ペアローンを組んでいた夫婦が離婚をするときは、どうするのが正解なのでしょうか。2つのケース分けて解説していきます。

離婚後に二人とも住まないケース

夫婦が離婚後にこれまでの住宅に住まない場合は、売却が最良の選択となります。

ペアローンの物件は双方の同意がないと売却できませんが、どちらも住まないのであればその同意に関しては問題ないと思われます。売却したお金で住宅ローンを返済し、残ったお金を財産分与します。

しかし、住宅の売却金額よりも住宅ローンの残債の方が多いオーバーローンになってしまうことも考えられます。オーバーローンだと金融機関の許可なしに売却ができないため、手持ち資金がないと困難です。

不動産売却の一括査定

離婚後にどちらかが住み続けるケース

離婚後も共有名義でペアローンを続けることは、リスクが多いのでおすすめできません。

共有名義のままだと自由に売却することができませんし、相手の支払いが滞ったときに差し押さえられる可能性もあります。さらに、どちらかが再婚後に亡くなったときの相続はかなり複雑になります。

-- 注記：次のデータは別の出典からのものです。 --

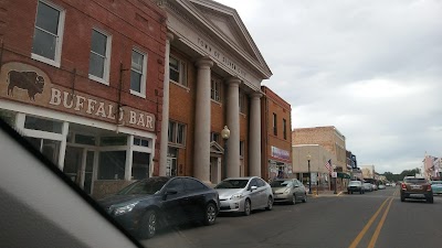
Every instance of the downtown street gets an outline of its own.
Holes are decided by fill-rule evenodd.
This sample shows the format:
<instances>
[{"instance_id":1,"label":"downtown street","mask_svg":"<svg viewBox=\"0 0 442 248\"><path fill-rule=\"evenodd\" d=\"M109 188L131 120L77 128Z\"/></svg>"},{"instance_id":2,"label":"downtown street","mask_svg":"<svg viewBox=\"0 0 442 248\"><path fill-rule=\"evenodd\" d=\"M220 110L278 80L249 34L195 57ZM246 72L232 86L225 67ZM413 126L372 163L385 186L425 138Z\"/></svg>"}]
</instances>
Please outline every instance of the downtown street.
<instances>
[{"instance_id":1,"label":"downtown street","mask_svg":"<svg viewBox=\"0 0 442 248\"><path fill-rule=\"evenodd\" d=\"M313 194L307 203L276 204L250 216L220 214L213 226L161 230L141 244L176 247L440 247L442 197L400 202L399 186L366 194Z\"/></svg>"}]
</instances>

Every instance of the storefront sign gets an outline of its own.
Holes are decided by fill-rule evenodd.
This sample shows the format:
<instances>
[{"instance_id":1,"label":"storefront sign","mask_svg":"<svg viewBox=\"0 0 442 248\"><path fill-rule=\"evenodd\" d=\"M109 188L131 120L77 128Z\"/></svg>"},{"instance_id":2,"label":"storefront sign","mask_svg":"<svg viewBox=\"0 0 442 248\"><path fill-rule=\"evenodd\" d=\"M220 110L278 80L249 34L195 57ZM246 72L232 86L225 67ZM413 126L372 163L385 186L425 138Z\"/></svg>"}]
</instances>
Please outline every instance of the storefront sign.
<instances>
[{"instance_id":1,"label":"storefront sign","mask_svg":"<svg viewBox=\"0 0 442 248\"><path fill-rule=\"evenodd\" d=\"M41 69L18 62L1 67L0 97L120 126L155 130L155 116L51 83Z\"/></svg>"},{"instance_id":2,"label":"storefront sign","mask_svg":"<svg viewBox=\"0 0 442 248\"><path fill-rule=\"evenodd\" d=\"M290 160L290 151L272 147L272 157L283 160Z\"/></svg>"}]
</instances>

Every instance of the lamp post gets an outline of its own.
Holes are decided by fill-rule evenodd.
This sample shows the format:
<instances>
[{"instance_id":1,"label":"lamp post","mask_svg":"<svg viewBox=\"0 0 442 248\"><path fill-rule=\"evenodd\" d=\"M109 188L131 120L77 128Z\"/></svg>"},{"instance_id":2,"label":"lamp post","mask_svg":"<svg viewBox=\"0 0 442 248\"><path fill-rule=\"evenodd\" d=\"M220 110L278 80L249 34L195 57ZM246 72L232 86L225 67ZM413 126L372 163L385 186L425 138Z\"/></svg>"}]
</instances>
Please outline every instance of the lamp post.
<instances>
[{"instance_id":1,"label":"lamp post","mask_svg":"<svg viewBox=\"0 0 442 248\"><path fill-rule=\"evenodd\" d=\"M312 155L311 155L311 153L308 153L307 154L307 161L308 161L308 194L312 194L311 159L312 159Z\"/></svg>"},{"instance_id":2,"label":"lamp post","mask_svg":"<svg viewBox=\"0 0 442 248\"><path fill-rule=\"evenodd\" d=\"M224 140L224 158L223 158L223 168L222 168L222 172L223 172L223 179L228 177L228 140L230 138L230 130L228 128L228 126L224 126L224 128L221 131L221 137Z\"/></svg>"}]
</instances>

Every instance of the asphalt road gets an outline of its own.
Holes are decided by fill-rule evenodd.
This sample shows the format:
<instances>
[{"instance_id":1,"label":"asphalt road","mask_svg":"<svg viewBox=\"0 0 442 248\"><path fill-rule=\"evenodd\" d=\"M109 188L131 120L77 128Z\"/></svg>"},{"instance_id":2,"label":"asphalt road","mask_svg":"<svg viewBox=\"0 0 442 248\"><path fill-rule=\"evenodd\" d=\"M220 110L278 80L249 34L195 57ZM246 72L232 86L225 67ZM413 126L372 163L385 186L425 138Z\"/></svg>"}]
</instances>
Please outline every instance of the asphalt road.
<instances>
[{"instance_id":1,"label":"asphalt road","mask_svg":"<svg viewBox=\"0 0 442 248\"><path fill-rule=\"evenodd\" d=\"M141 240L148 248L442 247L442 196L400 202L399 186L364 195L312 197L251 216L222 214L213 226L186 225Z\"/></svg>"}]
</instances>

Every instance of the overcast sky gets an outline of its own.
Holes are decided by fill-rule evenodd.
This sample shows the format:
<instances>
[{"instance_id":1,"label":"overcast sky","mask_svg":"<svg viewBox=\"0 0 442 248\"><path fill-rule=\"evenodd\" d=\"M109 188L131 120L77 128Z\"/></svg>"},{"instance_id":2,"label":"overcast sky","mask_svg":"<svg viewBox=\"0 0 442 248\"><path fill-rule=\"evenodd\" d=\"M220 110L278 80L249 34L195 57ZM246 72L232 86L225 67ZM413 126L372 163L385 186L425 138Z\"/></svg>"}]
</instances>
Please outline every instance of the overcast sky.
<instances>
[{"instance_id":1,"label":"overcast sky","mask_svg":"<svg viewBox=\"0 0 442 248\"><path fill-rule=\"evenodd\" d=\"M442 157L442 1L217 1L240 14L292 128L335 126L379 173Z\"/></svg>"}]
</instances>

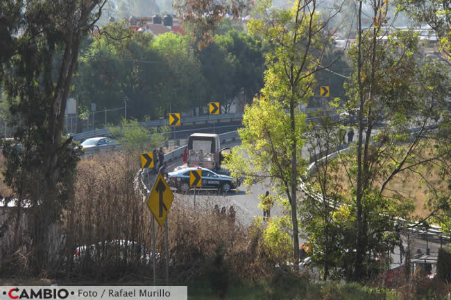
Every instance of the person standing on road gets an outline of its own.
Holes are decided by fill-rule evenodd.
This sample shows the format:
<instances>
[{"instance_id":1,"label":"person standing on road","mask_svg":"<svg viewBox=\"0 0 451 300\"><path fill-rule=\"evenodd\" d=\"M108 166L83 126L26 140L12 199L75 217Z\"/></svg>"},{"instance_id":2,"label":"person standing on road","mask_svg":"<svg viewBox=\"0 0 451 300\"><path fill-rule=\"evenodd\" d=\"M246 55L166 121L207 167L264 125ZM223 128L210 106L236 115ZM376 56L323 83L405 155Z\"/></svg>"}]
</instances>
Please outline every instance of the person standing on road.
<instances>
[{"instance_id":1,"label":"person standing on road","mask_svg":"<svg viewBox=\"0 0 451 300\"><path fill-rule=\"evenodd\" d=\"M160 173L161 175L163 176L163 177L166 178L167 177L167 164L166 164L166 161L163 163L163 166L160 167Z\"/></svg>"},{"instance_id":2,"label":"person standing on road","mask_svg":"<svg viewBox=\"0 0 451 300\"><path fill-rule=\"evenodd\" d=\"M271 218L271 209L273 206L273 201L271 199L269 191L266 191L265 195L262 197L262 206L263 209L263 220L267 221Z\"/></svg>"},{"instance_id":3,"label":"person standing on road","mask_svg":"<svg viewBox=\"0 0 451 300\"><path fill-rule=\"evenodd\" d=\"M153 171L155 174L158 174L158 168L160 168L158 166L158 150L153 149L152 153L153 155Z\"/></svg>"},{"instance_id":4,"label":"person standing on road","mask_svg":"<svg viewBox=\"0 0 451 300\"><path fill-rule=\"evenodd\" d=\"M160 151L158 151L158 161L160 161L160 166L163 166L163 162L164 161L164 152L163 152L163 147L160 147Z\"/></svg>"},{"instance_id":5,"label":"person standing on road","mask_svg":"<svg viewBox=\"0 0 451 300\"><path fill-rule=\"evenodd\" d=\"M346 130L345 128L341 127L338 130L339 135L339 145L342 145L345 143L346 138Z\"/></svg>"},{"instance_id":6,"label":"person standing on road","mask_svg":"<svg viewBox=\"0 0 451 300\"><path fill-rule=\"evenodd\" d=\"M352 142L352 139L354 138L354 130L349 127L349 132L348 132L348 143Z\"/></svg>"}]
</instances>

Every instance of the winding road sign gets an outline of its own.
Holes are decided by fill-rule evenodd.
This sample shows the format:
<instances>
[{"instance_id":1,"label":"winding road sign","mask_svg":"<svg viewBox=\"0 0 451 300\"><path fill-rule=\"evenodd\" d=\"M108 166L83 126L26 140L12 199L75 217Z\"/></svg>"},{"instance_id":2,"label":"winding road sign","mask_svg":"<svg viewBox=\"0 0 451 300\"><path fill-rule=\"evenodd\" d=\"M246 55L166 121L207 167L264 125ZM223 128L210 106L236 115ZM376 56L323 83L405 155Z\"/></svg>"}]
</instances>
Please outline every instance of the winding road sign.
<instances>
[{"instance_id":1,"label":"winding road sign","mask_svg":"<svg viewBox=\"0 0 451 300\"><path fill-rule=\"evenodd\" d=\"M210 114L219 114L219 102L211 102L210 103Z\"/></svg>"},{"instance_id":2,"label":"winding road sign","mask_svg":"<svg viewBox=\"0 0 451 300\"><path fill-rule=\"evenodd\" d=\"M176 112L169 114L169 125L171 126L180 126L180 114Z\"/></svg>"},{"instance_id":3,"label":"winding road sign","mask_svg":"<svg viewBox=\"0 0 451 300\"><path fill-rule=\"evenodd\" d=\"M141 168L143 169L153 168L153 153L148 152L141 155Z\"/></svg>"},{"instance_id":4,"label":"winding road sign","mask_svg":"<svg viewBox=\"0 0 451 300\"><path fill-rule=\"evenodd\" d=\"M320 92L319 92L319 96L321 97L329 97L329 86L328 85L324 85L321 87L320 89Z\"/></svg>"},{"instance_id":5,"label":"winding road sign","mask_svg":"<svg viewBox=\"0 0 451 300\"><path fill-rule=\"evenodd\" d=\"M202 170L189 171L189 186L192 188L202 186Z\"/></svg>"},{"instance_id":6,"label":"winding road sign","mask_svg":"<svg viewBox=\"0 0 451 300\"><path fill-rule=\"evenodd\" d=\"M158 174L152 191L147 198L147 206L160 227L162 227L164 224L173 199L174 195L168 186L164 177L161 173Z\"/></svg>"}]
</instances>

離婚後もその住宅にどちらかが住み続ける場合、住宅の名義を住み続ける人に変更し、その本人が住宅ローンを支払うようにするのがベストです。そのためには相手の住宅ローンを買い取って一本化するか、住宅ローンの借り換えをすることになります。

ただ、相手の住宅ローンを買い取るにはまとまった預貯金が必要ですし、借り換えるためには金融機関の審査に通る必要があります。どちらも簡単なことではなくハードルが高いと感じるかもしれません。

住宅ローンの1本化や借り換えができないようであれば、のちのちのトラブルリスクを抱えて住み続けるよりも、住宅の売却を検討するのが一番現実的です。